IT’S the economy, stoopid. Aye, it is great and very necessary to have a debate on the economy, stoopid. Every nation should have one. Any democracy will naturally have different views on that. That is why we have elections and different parties. So why should Scotland be any different?

The trouble is that we have three allegedly different same parties all united in one thing: Scotland is entitled to nothing. Zero. Zilch. Anyone saying different is automatically baad. No country in the world, except Scotland, bottled it on the question of what kind currency we might have after independence. Ireland didn’t give a damn and adopted the pound Sterling for years anyway, until they agreed on something else to suit.

The word Sterling is from the toon o’ Stirling, where Scotland had one of its royal mints. One of the many broken articles in the Treaty of the so-called “Union” takeover was that Scotland should retain its own mint: another promise with hole in it.

We actually had the inhabitants of the black hole of London, where oor taxes go, say that Scotland could not have independence because of its black hole. Or at least, that was what a supermercat checkoot guy telt me, when I asked why they don’t have enough copies of The National. What black hole? We don’t even have a nation to have a national debt, holy or otherwise.

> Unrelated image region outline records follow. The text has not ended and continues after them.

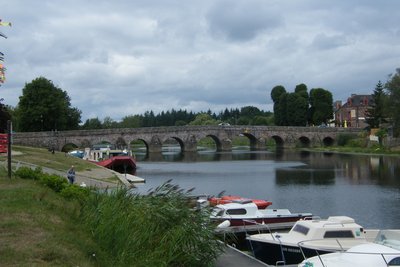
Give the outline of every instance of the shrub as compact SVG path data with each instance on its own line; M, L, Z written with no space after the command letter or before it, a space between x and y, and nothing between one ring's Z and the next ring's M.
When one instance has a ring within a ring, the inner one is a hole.
M116 266L213 266L222 251L207 210L193 210L187 192L165 183L139 195L119 188L92 194L82 221Z
M59 193L68 186L68 181L64 177L55 174L42 173L39 181Z
M31 169L29 167L20 167L18 168L14 174L22 179L32 179L39 180L43 175L42 168L36 167L35 169Z
M351 134L339 134L337 136L337 144L338 146L345 146L349 143L350 140L354 138L355 136Z
M72 184L61 189L60 194L66 199L76 199L82 203L89 197L90 192L91 190L87 187L81 187Z

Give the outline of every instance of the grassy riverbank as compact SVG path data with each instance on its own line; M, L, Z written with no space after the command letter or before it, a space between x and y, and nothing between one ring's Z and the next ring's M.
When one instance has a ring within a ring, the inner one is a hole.
M79 204L0 168L0 266L95 266L101 249L78 219Z
M32 159L35 166L64 169L80 161L18 150L25 165ZM105 193L40 168L20 166L9 179L4 166L0 266L213 266L222 251L207 211L193 210L189 191L178 186L166 183L145 196L124 187Z

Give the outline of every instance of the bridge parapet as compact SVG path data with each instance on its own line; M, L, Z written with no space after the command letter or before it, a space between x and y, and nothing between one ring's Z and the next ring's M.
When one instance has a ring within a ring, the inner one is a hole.
M170 138L175 139L183 152L197 151L200 139L211 137L219 151L230 151L232 140L238 136L246 136L253 150L265 149L268 140L275 140L282 147L295 147L299 144L307 146L323 146L334 144L340 134L358 135L358 128L319 128L292 126L173 126L146 128L118 128L99 130L25 132L13 134L16 145L45 147L61 150L66 144L78 147L92 146L102 141L111 144L129 145L132 141L141 140L148 152L160 153L162 145Z

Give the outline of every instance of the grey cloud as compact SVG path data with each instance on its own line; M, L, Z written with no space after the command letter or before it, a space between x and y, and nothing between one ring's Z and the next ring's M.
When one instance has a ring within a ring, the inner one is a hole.
M399 66L400 2L13 0L5 103L44 76L83 119L254 105L283 84L371 93Z
M266 1L220 1L207 14L212 34L229 40L247 41L258 33L282 24L278 13Z
M320 33L314 37L311 44L313 48L317 49L334 49L348 44L347 38L344 35L332 35L327 36L324 33Z

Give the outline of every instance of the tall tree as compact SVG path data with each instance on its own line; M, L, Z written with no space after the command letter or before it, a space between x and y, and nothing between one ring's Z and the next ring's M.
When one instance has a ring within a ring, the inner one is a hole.
M384 86L381 81L378 81L372 95L373 103L369 104L371 107L365 114L365 120L371 128L379 128L381 122L385 121L386 97Z
M333 119L332 93L323 88L314 88L310 91L311 123L320 125Z
M87 119L81 127L83 130L102 129L103 125L99 118Z
M23 132L72 130L81 122L81 111L71 107L67 92L44 77L25 84L16 115Z
M286 125L286 89L277 85L271 90L271 98L274 102L275 125Z
M287 125L306 126L308 99L299 93L288 93L286 101Z
M400 68L396 73L389 76L385 84L389 93L389 112L393 122L393 135L400 136Z

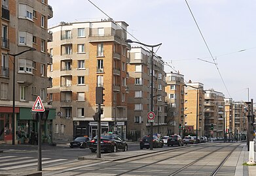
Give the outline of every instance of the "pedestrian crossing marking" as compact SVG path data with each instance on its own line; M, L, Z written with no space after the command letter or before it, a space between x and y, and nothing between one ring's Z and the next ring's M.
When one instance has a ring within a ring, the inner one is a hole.
M34 105L33 106L32 111L45 111L45 107L43 105L40 96L37 96L37 98L35 101Z

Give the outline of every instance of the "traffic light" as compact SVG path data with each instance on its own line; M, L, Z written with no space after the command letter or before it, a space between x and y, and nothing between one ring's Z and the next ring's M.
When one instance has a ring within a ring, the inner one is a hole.
M103 91L105 89L103 87L96 87L96 104L103 104L105 100L103 98L103 96L105 94L103 93Z

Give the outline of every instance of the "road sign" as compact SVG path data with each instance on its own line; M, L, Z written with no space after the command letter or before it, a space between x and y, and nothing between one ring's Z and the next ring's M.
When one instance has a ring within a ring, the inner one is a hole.
M155 113L153 111L150 111L147 113L147 119L149 120L154 120L155 116Z
M43 112L45 111L45 107L43 105L42 100L39 96L37 96L34 105L32 107L32 111L39 111Z

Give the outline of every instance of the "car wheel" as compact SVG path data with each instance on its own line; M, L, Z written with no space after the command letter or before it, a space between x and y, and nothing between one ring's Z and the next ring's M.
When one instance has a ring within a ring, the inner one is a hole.
M126 145L124 146L124 149L123 151L128 151L128 146L127 146L127 145Z
M112 152L113 153L116 153L117 152L117 145L114 145L114 147L113 147Z

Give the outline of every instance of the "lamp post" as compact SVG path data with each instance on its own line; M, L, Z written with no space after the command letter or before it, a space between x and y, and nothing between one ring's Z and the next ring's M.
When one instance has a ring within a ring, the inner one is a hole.
M128 43L137 43L137 44L141 44L141 45L143 45L146 47L150 47L151 48L151 111L153 111L153 68L154 68L154 64L153 64L153 57L154 57L154 48L155 47L157 47L158 46L160 46L162 44L162 43L160 44L156 44L156 45L148 45L148 44L143 44L143 43L141 43L141 42L134 42L134 41L132 41L132 40L130 39L127 39L126 40L125 40L126 42ZM150 123L150 131L151 131L151 139L150 139L150 149L151 150L153 150L153 122L151 122Z
M30 48L29 49L21 51L18 53L16 53L16 54L14 53L11 54L9 53L7 53L9 55L11 55L13 57L12 117L12 145L15 145L15 57L27 51L33 51L35 50L36 50L35 48Z

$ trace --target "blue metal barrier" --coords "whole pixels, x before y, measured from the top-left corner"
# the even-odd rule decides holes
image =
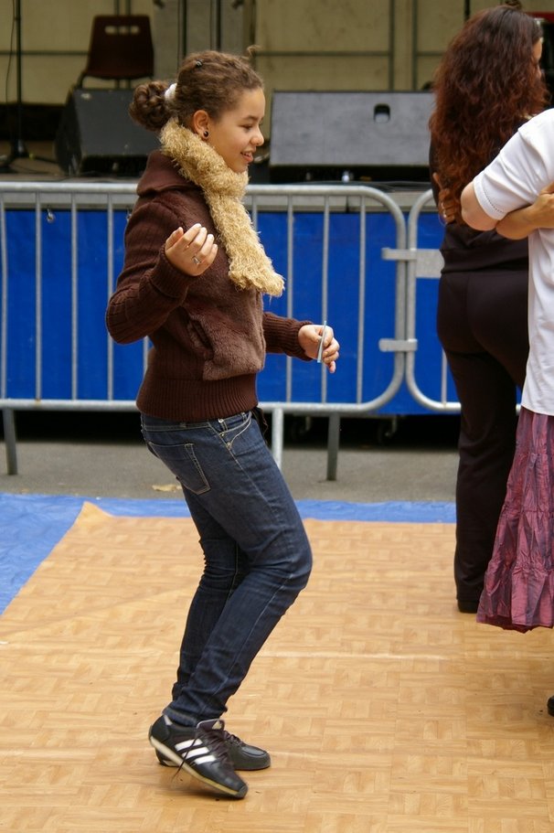
[[[3,183],[0,408],[10,473],[13,411],[135,407],[148,343],[116,345],[104,325],[134,199],[134,183]],[[285,413],[329,416],[333,476],[341,415],[426,412],[406,381],[406,262],[381,256],[405,250],[405,213],[389,195],[357,185],[250,186],[247,204],[286,280],[269,308],[326,319],[341,342],[334,376],[314,362],[268,356],[259,398],[273,416],[273,454],[281,464]],[[438,240],[436,214],[421,221]],[[440,361],[433,304],[431,297],[421,306],[418,350]]]

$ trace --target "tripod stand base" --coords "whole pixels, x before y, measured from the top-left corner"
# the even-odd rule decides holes
[[[27,151],[25,142],[22,139],[18,139],[12,145],[12,149],[7,156],[0,156],[0,170],[7,170],[11,168],[12,162],[16,159],[29,159],[30,154]]]

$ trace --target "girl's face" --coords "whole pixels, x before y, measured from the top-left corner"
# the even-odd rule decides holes
[[[236,174],[248,169],[254,152],[263,144],[260,126],[265,113],[265,96],[260,88],[245,90],[235,107],[214,121],[208,119],[207,141]]]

The basic essentials for human life are food, clothing, shelter and in caulder climates, fuel. Scotland has an abundance of all the resources we need for that, so why the shortage?

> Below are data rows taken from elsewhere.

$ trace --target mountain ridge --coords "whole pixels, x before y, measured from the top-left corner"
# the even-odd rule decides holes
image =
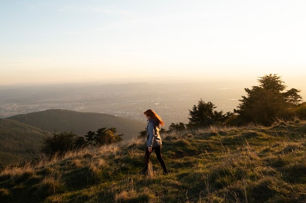
[[[114,127],[124,140],[136,136],[145,124],[105,113],[82,112],[61,109],[51,109],[7,118],[51,131],[72,131],[80,135],[89,130]]]

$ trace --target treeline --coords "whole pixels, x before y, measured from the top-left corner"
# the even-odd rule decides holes
[[[278,120],[306,119],[306,102],[302,103],[300,90],[292,88],[285,91],[286,86],[277,74],[259,78],[258,86],[244,89],[246,95],[241,96],[240,103],[234,112],[216,111],[213,103],[200,99],[189,110],[188,124],[173,123],[168,130],[162,129],[161,131],[181,131],[211,125],[241,126],[250,123],[269,126]],[[139,134],[139,136],[144,136],[146,131]]]
[[[88,131],[84,136],[72,132],[44,132],[45,139],[41,152],[47,155],[62,154],[73,149],[99,147],[122,140],[122,134],[117,134],[115,128],[103,128],[97,131]]]

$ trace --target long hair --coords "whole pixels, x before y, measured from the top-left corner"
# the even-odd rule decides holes
[[[143,114],[151,117],[151,118],[154,118],[158,120],[159,122],[159,125],[163,126],[165,124],[165,122],[161,120],[161,118],[157,115],[153,110],[148,109],[143,112]]]

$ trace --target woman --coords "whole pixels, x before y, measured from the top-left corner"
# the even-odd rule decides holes
[[[148,164],[150,155],[154,150],[156,154],[156,157],[160,163],[161,166],[164,169],[164,173],[168,174],[168,171],[165,165],[164,160],[161,157],[161,138],[159,134],[160,125],[163,126],[165,123],[160,117],[151,109],[146,111],[143,113],[148,119],[147,121],[147,148],[145,154],[145,167],[140,172],[141,175],[148,174]]]

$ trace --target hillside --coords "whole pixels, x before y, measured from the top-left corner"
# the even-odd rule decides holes
[[[136,136],[145,128],[145,123],[105,113],[84,113],[72,111],[49,110],[10,117],[46,131],[72,131],[84,135],[88,130],[115,127],[124,140]]]
[[[71,152],[0,172],[0,202],[304,203],[306,122],[162,135],[163,175],[143,140]]]
[[[38,158],[42,130],[10,119],[0,119],[0,167]]]

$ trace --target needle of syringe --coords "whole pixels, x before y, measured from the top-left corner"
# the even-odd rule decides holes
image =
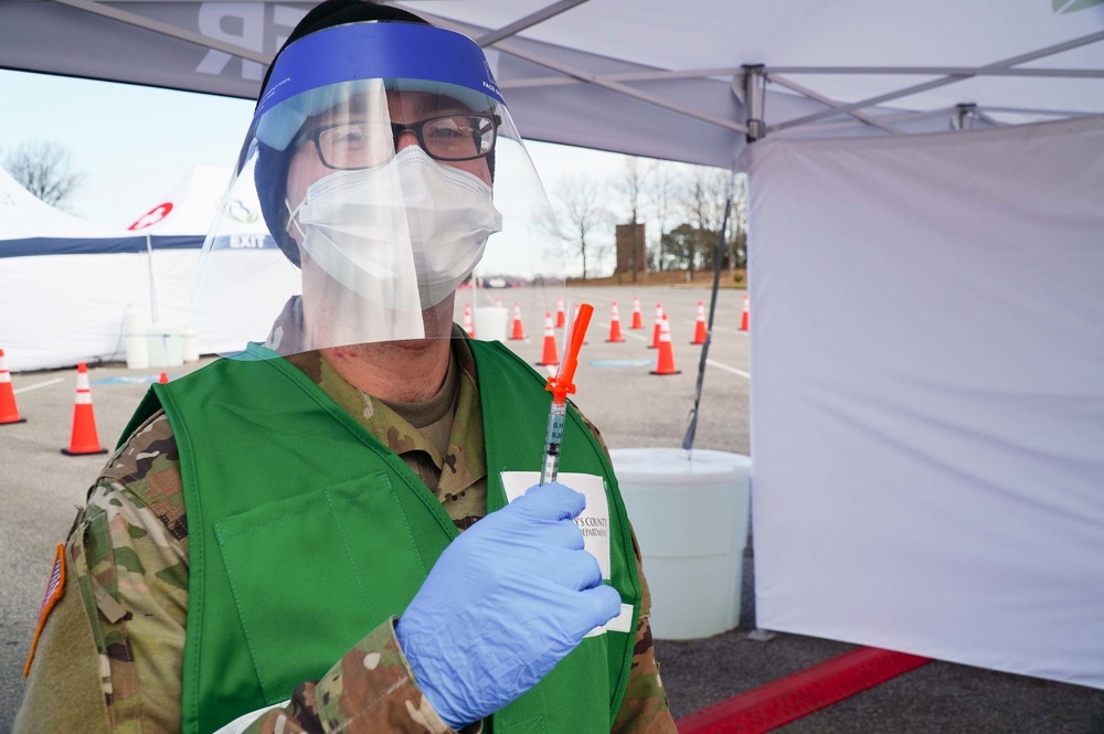
[[[567,413],[567,394],[575,392],[572,379],[578,364],[578,349],[583,345],[586,327],[590,326],[594,307],[583,304],[578,307],[578,316],[570,327],[567,348],[560,369],[554,377],[549,377],[545,390],[552,393],[552,405],[549,408],[548,429],[544,434],[544,464],[541,467],[541,485],[555,481],[560,468],[560,446],[563,442],[563,423]]]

We could afford to feed ourselves daily four times over and still have a surplus. In terms of shelter, with only five million puir souls we do not have a population pressure for land. It is owned by a few absentee landlords. They spend most of their time avoiding the place and come back for the Glorious Twelfth to shoot the peasants jumping oot as their low-paid ghillies beat the heather.

House prices here are determined not by materials and labour, but by market values. A broom cupboard in the centre of London is worth much more than a hoose halfway up Ben Stoorie.

As for fuel, name one oil-rich country that is actually poorer for discovering oil, apart from Nigeria. We are fuel rich but don’t have corruption here. Do we?

We have all the resources we need and more. Problem is, we don’t own it. So like everything else, the argument has to move from the dismal science to the political. How do we manage and allocate these resources? Since we don’t, the question is academic. Since we must get the country first, the question is political. Do we have a capitalist economy Mickey Fry-style and let the de’il tak the hindmaist? Or, do we have a communist economy? A mixed economy? Or do we have a “third way” that is allegedly neither communism or capitalism?

The occupying forces in Europe ran a military-style command economy, taking over all the public services and supplies. It worked. General Eisenhower from commander to president gave jobs, housing, education, welfare etc to his returning vets. General MacArthur just wanted to nuke the Chinese Commies during the Korean aftermath.

Now we don’t know if Boris or Donald have the nerve to nuke guinness-knows-who? Still, oor ain wee chez nuke base 20-odd mile frae Glesga is only there for economic reasons, according to the sitting MSP Jackie Baillie, just to give jobs to the local economy.

If we put ten economists in a ferret sack and asked them one simple question, we would have ten different complicated, weasel-like answers and a black hole in the grun. It’s the economy, stoopid.